Explain-Query-Test: Self-Evaluating LLMs Via Explanation and Comprehension Discrepancy

Paper · arXiv 2501.11721 · Published January 20, 2025

Large language models (LLMs) have demonstrated remarkable proficiency in generating detailed and coherent explanations of complex concepts. However, the extent to which these models truly comprehend the concepts they articulate remains unclear. To assess the level of comprehension of a model relative to the content it generates, we implemented a self-evaluation pipeline where models: (i) given a topic generate an excerpt with information about the topic, (ii) given an excerpt generate question-answer pairs, and finally (iii) given a question generate an answer. We refer to this self-evaluation approach as Explain-Query-Test (EQT). Interestingly, the accuracy on generated questions resulting from running the EQT pipeline correlates strongly with the model performance as verified by typical benchmarks such as MMLU-PRO. In other words, EQT’s performance is predictive of MMLU-PRO’s, and EQT can be used to rank models without the need for any external source of evaluation data other than lists of topics of interest. Moreover, our results reveal a disparity between the models’ ability to produce detailed explanations and their performance on questions related to those explanations. This gap highlights fundamental limitations in the internal knowledge representation and reasoning abilities of current LLMs.

While LLMs demonstrate remarkable prowess in generating detailed explanations of concepts, an important question arises: Does this ability reflect true comprehension, or is it simply a sophisticated form of pattern recognition? More specifically, when an LLM explains a concept, can it answer related questions derived from that explanation without direct access to the explanation during testing?

Self-evaluation is crucial for understanding whether LLMs possess genuine reasoning abilities or merely exploit correlations in training data. By focusing on the relationship between explanation generation and subsequent question answering, we aim to probe the depth of their internal knowledge and the robustness of their reasoning capabilities.

Understanding this disconnect is crucial for several reasons. First, the ability to explain concepts and correctly answer related questions is fundamental for applications in education, healthcare, and decision-making systems (Bommasani et al., 2021). For instance, an LLM used in education should not only provide clear explanations to students but also demonstrate understanding by accurately answering follow-up questions. Second, if models fail at this task, it highlights limitations in their internal knowledge representation and reasoning, signaling risks for high-stakes applications where reliability and understanding are paramount.

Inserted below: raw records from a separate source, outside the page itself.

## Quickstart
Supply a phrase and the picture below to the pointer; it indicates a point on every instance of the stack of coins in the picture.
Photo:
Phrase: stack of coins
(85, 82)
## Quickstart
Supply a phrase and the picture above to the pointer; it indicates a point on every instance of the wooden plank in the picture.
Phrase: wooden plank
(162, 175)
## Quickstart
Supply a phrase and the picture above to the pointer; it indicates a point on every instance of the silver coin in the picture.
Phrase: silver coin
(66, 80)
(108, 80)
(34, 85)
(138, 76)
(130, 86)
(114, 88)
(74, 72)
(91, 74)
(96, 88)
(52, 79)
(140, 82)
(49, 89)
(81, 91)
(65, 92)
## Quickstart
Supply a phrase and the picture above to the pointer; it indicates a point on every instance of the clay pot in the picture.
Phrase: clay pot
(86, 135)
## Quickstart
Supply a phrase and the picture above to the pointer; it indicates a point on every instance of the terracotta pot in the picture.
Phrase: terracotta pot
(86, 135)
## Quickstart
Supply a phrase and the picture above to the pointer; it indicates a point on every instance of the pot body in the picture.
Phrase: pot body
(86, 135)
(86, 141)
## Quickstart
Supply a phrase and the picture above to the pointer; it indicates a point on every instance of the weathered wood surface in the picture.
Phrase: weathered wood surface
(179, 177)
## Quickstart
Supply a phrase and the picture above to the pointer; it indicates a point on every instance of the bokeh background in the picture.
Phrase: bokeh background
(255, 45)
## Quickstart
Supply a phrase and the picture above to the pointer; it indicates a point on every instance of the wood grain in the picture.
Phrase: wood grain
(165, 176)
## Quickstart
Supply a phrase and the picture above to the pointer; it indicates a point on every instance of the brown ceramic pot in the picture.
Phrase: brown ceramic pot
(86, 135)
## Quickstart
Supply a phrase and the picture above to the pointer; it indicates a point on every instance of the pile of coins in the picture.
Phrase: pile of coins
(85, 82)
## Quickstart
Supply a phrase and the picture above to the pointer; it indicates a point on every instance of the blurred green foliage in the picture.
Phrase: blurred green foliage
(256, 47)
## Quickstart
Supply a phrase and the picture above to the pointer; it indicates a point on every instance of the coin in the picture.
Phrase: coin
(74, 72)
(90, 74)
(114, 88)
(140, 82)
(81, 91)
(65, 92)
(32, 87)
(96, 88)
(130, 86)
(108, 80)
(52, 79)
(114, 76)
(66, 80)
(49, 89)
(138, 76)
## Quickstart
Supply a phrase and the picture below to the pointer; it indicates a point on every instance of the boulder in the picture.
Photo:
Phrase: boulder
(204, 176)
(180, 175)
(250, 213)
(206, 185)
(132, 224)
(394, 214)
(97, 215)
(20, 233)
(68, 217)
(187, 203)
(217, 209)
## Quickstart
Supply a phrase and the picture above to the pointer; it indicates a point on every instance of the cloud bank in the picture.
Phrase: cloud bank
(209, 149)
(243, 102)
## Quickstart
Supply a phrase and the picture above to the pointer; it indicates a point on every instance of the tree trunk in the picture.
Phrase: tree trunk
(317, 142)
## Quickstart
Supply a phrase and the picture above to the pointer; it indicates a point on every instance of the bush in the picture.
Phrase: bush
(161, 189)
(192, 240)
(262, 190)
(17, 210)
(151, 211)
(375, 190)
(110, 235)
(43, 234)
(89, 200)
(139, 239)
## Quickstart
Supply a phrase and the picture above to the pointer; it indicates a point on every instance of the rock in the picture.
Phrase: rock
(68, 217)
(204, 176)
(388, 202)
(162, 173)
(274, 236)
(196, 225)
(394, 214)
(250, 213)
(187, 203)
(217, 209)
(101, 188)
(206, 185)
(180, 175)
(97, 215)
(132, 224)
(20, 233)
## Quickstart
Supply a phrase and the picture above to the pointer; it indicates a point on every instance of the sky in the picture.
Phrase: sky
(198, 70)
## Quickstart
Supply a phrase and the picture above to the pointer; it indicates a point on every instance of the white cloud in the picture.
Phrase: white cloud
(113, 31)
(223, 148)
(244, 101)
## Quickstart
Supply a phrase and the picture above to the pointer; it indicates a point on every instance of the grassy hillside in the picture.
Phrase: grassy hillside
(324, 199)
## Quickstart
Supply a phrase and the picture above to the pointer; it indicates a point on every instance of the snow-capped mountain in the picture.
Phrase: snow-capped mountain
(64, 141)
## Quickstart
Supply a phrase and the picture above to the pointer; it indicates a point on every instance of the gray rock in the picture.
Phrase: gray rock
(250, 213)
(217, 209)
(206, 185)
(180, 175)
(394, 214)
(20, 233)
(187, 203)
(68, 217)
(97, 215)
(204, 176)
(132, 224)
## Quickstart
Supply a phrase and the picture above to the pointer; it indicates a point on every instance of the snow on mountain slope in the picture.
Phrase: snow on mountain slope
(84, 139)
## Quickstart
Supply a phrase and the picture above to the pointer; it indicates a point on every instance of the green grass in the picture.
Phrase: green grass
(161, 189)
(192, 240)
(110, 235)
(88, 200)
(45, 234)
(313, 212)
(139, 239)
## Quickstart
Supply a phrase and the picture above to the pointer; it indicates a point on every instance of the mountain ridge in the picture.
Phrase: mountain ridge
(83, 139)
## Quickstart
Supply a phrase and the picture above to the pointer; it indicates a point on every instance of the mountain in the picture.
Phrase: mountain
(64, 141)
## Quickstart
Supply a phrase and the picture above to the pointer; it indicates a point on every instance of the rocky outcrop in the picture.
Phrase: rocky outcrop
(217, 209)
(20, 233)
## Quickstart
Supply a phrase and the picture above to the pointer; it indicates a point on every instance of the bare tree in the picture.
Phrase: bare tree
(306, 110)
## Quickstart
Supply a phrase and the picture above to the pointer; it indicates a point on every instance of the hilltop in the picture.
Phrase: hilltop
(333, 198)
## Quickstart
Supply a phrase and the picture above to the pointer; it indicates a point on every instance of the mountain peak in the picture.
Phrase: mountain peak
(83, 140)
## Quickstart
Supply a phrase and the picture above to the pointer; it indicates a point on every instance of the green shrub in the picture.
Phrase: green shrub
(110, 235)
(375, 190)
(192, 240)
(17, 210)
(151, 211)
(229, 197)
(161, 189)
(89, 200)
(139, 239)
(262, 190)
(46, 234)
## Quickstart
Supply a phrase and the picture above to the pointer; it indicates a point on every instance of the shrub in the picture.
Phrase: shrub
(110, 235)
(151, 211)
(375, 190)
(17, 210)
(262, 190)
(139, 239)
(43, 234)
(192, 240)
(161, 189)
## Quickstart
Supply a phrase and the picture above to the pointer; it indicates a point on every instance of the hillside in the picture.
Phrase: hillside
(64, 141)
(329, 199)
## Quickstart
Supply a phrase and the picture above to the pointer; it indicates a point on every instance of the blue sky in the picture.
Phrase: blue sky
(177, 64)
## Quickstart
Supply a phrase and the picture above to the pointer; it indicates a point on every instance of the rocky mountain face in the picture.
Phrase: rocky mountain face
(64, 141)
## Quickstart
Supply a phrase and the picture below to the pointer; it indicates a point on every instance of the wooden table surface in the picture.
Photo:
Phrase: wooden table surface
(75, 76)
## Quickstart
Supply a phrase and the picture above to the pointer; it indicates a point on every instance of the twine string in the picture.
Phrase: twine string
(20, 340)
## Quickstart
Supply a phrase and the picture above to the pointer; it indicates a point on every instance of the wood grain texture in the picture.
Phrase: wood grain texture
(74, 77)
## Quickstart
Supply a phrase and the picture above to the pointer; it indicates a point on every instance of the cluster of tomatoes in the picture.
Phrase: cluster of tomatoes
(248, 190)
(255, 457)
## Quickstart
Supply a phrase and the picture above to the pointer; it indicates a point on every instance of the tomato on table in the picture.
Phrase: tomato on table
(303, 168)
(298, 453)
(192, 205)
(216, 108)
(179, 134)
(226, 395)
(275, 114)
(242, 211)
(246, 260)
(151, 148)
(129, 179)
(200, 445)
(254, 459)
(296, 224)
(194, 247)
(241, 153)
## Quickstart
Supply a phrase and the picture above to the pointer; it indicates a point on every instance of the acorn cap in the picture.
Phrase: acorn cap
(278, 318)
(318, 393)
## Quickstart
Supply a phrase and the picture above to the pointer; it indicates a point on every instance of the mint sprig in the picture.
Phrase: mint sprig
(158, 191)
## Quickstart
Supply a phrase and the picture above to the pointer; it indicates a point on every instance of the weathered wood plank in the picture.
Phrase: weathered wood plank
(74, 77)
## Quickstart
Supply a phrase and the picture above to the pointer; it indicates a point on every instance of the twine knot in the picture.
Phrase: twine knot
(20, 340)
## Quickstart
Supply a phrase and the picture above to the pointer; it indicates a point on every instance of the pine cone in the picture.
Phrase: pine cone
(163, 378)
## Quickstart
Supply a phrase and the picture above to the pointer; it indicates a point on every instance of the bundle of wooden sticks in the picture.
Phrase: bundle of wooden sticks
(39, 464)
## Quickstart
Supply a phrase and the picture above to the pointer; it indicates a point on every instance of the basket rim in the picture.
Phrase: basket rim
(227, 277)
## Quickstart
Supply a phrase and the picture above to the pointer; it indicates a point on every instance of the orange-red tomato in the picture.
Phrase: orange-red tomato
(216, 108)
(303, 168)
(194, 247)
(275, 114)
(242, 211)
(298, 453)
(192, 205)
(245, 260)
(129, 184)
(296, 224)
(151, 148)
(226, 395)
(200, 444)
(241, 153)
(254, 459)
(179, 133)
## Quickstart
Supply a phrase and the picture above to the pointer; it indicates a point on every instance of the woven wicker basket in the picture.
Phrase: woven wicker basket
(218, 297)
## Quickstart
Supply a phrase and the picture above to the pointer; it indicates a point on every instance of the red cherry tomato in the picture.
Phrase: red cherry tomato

Finally, this evaluation aligns with broader efforts to ensure that AI systems exhibit true understanding rather than merely leveraging statistical correlations in data (Bender et al., 2021).

In this study, we propose a novel self-evaluation framework, Explain-Query-Test (EQT), to assess to what extent state-of-the-art LLMs can independently answer questions derived from their own explanations, without access to those explanations during testing. EQT is performed in three steps: (i) given a topic, a model generates an excerpt with information about the topic, (ii) given an excerpt, the same model then generates question-answer pairs, and finally (iii) a model is given a question and generates an answer. By decoupling explanation from question answering, EQT tests the models’ internal knowledge, reasoning, and consistency, requiring them to rely on deeper comprehension rather than surface-level text patterns. This allows us to rigorously measure not just whether LLMs can generate plausible explanations, but whether they can independently apply their knowledge to novel yet related tasks that revolve around the same underlying knowledge.

For instance, categories such as biology and psychology, where models initially perform well, show significant degradation in accuracy. On the other hand, categories such as law and engineering, where models already exhibit lower baseline performance, experience smaller relative drops. This trend suggests that the drop in performance is influenced by the disparity between surface-level accuracy and the deeper understanding required to answer questions derived from explanations. Models may struggle to leverage the same high accuracy in the original dataset to maintain consistency in tasks that demand conceptual reasoning

Using the EQT approach we introduced, we evaluated models by prompting them to generate detailed explanations and then testing their ability to answer derived questions independently. The results revealed a significant gap between the models’ ability to generate coherent explanations and their performance on questions derived from those explanations. This discrepancy highlights fundamental limitations in the internal knowledge representation and reasoning capabilities of current LLMs.